The Minha Casa, Minha Vida (MCMV) Program
In 2009, former President Lula created the social housing program dubbed Minha Casa, Minha Vida (MCMV), meaning “My House, My Life.” In 11 years, the program built 6 million housing units. Essentially, the program functioned by giving lodgings to people in need of social housing. These tenants would pay in subsidized installments every month, and eventually, the property would become theirs. This process would usually take 10 years.
The program has faced several obstacles in its time, often due to political upheaval such as former President Temer’s freezing of the MCMV for budgetary readjustment. In 2020, former President Bolsonaro replaced the program with his own Green and Yellow House Program (PCVA). Critics bemoaned this change with Thalles Vichiato Breda claiming that the new program “only serves as (fake) political propaganda,” for Bolsonaro. While the MCMV provided interest-free payments, PCVA payments had interest rates of 4.5% over a much longer time (35 years). The sum payments were higher too. There were also claims that the PCVA was not meeting MCMV contracts for housing improvements.

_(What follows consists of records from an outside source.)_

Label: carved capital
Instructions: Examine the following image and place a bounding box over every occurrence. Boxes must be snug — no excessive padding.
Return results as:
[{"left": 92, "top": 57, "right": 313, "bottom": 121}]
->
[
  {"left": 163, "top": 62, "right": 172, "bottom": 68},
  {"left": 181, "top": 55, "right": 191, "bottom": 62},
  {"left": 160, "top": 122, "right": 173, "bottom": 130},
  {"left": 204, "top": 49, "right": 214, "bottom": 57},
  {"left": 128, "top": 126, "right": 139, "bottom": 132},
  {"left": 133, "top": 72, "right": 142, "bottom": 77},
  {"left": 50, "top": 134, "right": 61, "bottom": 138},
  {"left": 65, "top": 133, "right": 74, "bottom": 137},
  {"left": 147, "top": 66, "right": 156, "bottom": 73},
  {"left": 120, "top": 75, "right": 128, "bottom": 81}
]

Challenges with the MCMV Program
Since President Lula retook power this year, he reinstated the MCMV. Many have praised this change. However, while this is progress, simple praise threatens to obscure the inherent problems of the MCMV. Due to land prices in Brazil, most MCMV developments are very far away from urban centers. This peripheralization has a multitude of drawbacks. First, it places lower-income residents very far away from services and employment opportunities. For men, this means an increase in transport costs, as well as time spent on commutes, especially given that these areas often have poor infrastructural links to urban centers. For women, the lack of infrastructure exacerbates their safety concerns, meaning that they are more likely to stay in urban peripheries, constraining their economic independence.
Social isolation and the above employment constraints mean that MCMV residents are more likely to turn to informal employment, allowing crime to proliferate. A study in the Journal of Illicit Economies and Development details how some social housing developments are virtually run by local militias, which is often abetted by corruption in the local government and police. Residents who disobey militia rules sometimes experience violent expulsion.
At the same time, these houses are often of poor quality, such as not being equipped against dry heat. They are also very small, sometimes just designed as places to sleep rather than proper homes which diminishes their functionality. Also, constantly increasing city sizes through peripheralization threatens green spaces and causes environmental degradation.
While MCMV payments are interest-free, repayments toward owning a house are still difficult to fulfill, and as many as 45% of low-income beneficiaries are indebted under this repayment system. Clearly, the MCMV program is far from perfect. Exploring what works in favelas could provide some solutions.
How Catalytic Communities’ Sustainable Favela Network is Helping?
Catalytic Communities’ Sustainable Favela Network aims to turn consensus from favelas away from being inherent problems towards being “solution factories.” The desired outcome is that favelas undergo sustainable development, rather than being dismantled. Catalytic Communities details many favorable traits of favelas. First, favelas are situated within urban centers, rather than peripheralized like MCMV housing. As a result, they are closer to employment opportunities and public transit services. They also say that the low-rise nature of favelas avoids social isolation, which leads to higher entrepreneurship and collective action through constant knowledge exchanges. In these ways, favelas are the opposite of MCMV developments.
In favelas, CatComm aims to make more visible already existing initiatives within favelas, to both improve knowledge exchange networks and to promulgate the conversation beyond Rio de Janeiro. For example, the NGO has visually mapped about 111 community initiatives, thereby increasing knowledge of, and access to, them.
While it would be unwise to declare that favelas should be the target, given the poverty and crime present, CatComm shows that social housing provisions in Brazil need to be more adaptive. Instead of going ahead with the same projects as before, the newly reinstated MCMV program must respond to the problems of peripheralization. While this is certainly easier said than done, President Lula’s government should begin looking at what the favelas do right and what it can learn from them.